High potential fructose uptake in those muscles, strength trainees love the most!
In that, it's even more surprising that it's not the the oxidative red fibers (type I) which tend to be particularly rich in GLUT4 and GLUT12 (the third most abundant sugar transporter) which express the majority of GLUT5 transporters, but rather the extremely "fast twitch" Type IIb (Stuart. 2006).
And in fact, skeletal muscle has the ability to metabolize considerable fructose when plasma fructose is highly elevated, although it is not clear whether fructose is oxidized directly in muscle at the plasma levels found after a fructose-rich meal, we do know hat young healthy fasted men exercised on a bicycle during continuous infusion of fructose will use the fructose preferentially as muscle, not liver fuwl (fructose uptake during exercise (4.7 mmol/min) exceeded splanchnic uptake (3.8 mmol/min); cf.
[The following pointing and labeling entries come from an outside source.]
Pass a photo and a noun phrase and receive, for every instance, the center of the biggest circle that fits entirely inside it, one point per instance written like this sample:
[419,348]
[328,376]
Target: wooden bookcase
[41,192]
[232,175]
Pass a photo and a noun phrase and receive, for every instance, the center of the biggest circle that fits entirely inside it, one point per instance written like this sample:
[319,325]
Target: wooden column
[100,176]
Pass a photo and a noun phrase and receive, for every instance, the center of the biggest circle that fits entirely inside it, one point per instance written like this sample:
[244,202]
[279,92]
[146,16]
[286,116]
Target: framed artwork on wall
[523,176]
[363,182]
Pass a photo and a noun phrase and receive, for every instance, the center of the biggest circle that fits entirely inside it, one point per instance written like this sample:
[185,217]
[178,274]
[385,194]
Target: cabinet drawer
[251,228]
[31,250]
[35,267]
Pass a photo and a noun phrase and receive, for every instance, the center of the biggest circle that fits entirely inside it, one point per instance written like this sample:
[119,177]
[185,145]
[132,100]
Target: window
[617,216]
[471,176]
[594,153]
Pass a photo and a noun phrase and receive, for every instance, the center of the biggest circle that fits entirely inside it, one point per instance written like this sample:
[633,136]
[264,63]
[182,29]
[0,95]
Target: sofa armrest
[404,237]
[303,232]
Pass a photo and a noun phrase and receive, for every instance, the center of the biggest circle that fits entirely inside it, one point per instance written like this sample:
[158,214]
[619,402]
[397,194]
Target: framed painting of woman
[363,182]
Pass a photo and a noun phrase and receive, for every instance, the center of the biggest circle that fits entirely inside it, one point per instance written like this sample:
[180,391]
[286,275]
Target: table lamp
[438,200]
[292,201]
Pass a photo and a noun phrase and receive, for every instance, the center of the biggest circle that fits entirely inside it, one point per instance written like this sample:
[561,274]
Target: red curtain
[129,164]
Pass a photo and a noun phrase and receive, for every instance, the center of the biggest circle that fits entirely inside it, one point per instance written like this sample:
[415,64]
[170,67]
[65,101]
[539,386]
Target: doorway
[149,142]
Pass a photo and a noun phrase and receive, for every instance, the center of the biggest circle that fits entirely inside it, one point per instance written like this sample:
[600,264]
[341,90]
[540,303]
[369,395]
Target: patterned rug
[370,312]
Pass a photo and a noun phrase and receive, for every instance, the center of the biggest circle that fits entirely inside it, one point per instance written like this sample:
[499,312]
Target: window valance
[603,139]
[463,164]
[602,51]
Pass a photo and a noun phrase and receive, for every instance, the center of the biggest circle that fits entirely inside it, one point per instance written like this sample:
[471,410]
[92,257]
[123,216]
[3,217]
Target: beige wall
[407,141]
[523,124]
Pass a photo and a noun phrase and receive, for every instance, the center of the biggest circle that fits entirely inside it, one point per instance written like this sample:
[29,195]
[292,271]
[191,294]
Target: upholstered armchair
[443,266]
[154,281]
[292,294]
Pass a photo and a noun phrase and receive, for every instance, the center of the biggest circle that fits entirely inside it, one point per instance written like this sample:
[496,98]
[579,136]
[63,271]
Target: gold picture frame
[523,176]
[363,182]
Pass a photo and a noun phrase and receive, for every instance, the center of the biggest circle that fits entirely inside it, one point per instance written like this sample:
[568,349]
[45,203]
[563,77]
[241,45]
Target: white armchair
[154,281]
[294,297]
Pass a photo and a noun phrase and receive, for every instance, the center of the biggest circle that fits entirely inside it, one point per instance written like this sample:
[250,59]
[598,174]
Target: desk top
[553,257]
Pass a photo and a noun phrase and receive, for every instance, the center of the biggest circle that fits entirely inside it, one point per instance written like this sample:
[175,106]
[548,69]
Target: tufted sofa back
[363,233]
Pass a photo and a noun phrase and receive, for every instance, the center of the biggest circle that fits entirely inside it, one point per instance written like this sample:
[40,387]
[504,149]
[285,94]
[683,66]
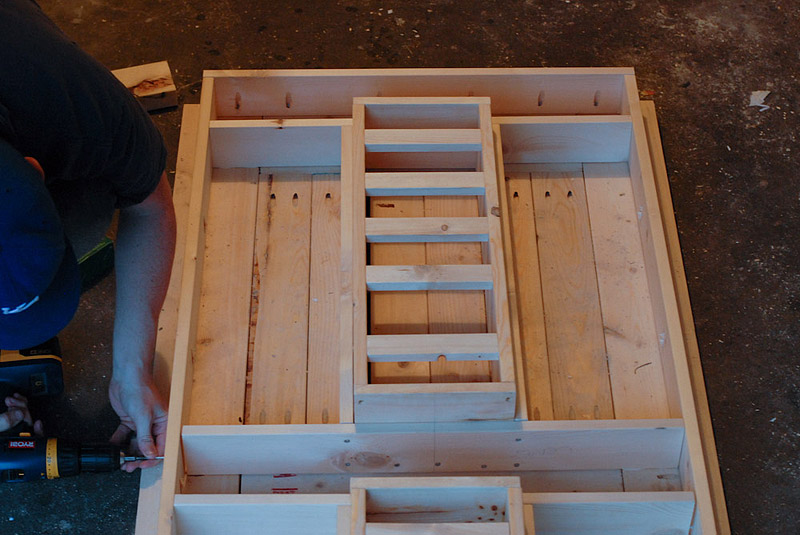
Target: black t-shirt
[63,108]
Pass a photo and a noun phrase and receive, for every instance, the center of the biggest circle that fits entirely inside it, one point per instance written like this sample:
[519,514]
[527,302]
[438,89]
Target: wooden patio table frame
[220,98]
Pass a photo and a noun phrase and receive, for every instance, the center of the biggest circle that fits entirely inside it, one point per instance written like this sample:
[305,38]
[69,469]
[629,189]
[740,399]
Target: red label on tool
[21,444]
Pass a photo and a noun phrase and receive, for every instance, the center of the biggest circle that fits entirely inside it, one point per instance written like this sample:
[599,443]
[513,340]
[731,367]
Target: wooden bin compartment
[266,310]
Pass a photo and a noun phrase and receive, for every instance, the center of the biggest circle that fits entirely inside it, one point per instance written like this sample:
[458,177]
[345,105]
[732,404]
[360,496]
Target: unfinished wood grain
[634,361]
[424,183]
[423,140]
[282,249]
[499,311]
[451,311]
[522,412]
[323,306]
[648,110]
[432,347]
[428,229]
[359,255]
[529,287]
[346,302]
[429,277]
[220,359]
[150,481]
[186,331]
[624,513]
[398,312]
[575,343]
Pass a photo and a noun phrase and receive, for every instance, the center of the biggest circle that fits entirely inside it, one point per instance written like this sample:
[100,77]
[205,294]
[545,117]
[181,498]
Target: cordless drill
[36,372]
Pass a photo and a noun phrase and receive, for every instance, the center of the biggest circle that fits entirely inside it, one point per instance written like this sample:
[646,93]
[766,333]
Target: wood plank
[151,84]
[565,139]
[687,322]
[424,183]
[531,308]
[185,334]
[446,528]
[431,347]
[575,343]
[423,140]
[150,480]
[497,299]
[667,314]
[323,306]
[634,362]
[440,402]
[359,257]
[457,311]
[287,143]
[427,229]
[511,282]
[398,312]
[220,359]
[532,481]
[457,447]
[514,91]
[439,277]
[346,299]
[212,514]
[283,234]
[624,513]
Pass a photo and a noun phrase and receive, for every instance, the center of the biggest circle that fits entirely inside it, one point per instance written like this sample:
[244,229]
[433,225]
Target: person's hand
[17,412]
[141,411]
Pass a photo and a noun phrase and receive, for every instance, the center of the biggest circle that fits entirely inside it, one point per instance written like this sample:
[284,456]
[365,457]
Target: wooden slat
[498,297]
[359,256]
[220,360]
[186,331]
[346,302]
[150,482]
[446,528]
[398,312]
[687,322]
[430,347]
[607,445]
[439,277]
[424,183]
[529,286]
[667,314]
[522,412]
[624,513]
[323,306]
[423,140]
[575,343]
[634,362]
[439,402]
[283,233]
[427,229]
[213,514]
[456,311]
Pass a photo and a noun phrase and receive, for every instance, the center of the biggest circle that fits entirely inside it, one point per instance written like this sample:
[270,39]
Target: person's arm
[144,251]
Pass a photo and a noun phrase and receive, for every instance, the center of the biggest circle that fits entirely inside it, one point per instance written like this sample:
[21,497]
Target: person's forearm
[144,251]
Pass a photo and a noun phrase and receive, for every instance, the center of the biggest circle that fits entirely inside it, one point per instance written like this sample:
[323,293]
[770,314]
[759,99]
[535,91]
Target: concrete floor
[733,172]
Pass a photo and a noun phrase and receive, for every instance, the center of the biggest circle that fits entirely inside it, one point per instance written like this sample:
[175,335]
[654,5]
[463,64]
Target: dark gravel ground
[733,172]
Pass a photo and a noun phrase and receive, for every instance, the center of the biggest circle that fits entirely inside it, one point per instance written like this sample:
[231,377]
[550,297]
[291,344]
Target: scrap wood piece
[151,84]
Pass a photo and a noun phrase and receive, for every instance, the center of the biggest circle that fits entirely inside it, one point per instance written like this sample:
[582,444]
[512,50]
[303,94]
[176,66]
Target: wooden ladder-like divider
[443,401]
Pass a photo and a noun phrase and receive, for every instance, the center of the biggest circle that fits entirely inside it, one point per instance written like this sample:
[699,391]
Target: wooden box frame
[270,119]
Ahlborg, 1990).
|Table 2: Regional disposal of infused fructose at 90 min of exercise and 20 min of recovery|
What needs to be mentioned, though, is that the available data only confirms that These human skeletal muscle can directly metabolize fructose when plasma levels and energy demand are both high. In the average Westerner, it's yet usually only the former, i.e. high plasma levels, but not the latter, i.e. high energy demands, so that most of the obviously beneficial effects of glucose mentioned before won't even occur in the sedentary couch potato.
Apropos couch potatoes, let's not forget the negative potential of fructose
While recent in vitro studies show that high concentrations of fructose may be involved in the maturation of pre-adipocytes to "grown up" fat cells, evidence that similar effects could occur in vivo is not available yet. However, even at lower levels, which mimic those found in the venous circulation following a fructose-rich meal (0.05–0.55 mM), fructose will potentiate adipogenesis and increase lipid stores in 3T3-L1 cells - albeit only in the presence of hyperglycemic concentrations of glucose. Therefore, physiological levels of fructose and glucose together can accelerate the expansion of body fat and contribute to the storage of carbohydrates in the adipose organ.
It does thus appear realistic to assume that any form of fructose + glucose over-consumption, which is - as pointed out before - feasible only via processed foods, will abolish the beneficial effects that occur in the lean whole foods eating active individual and trigger all those nasty obesogenic pro-diabetic effects you will read about on the Internet on a daily basis.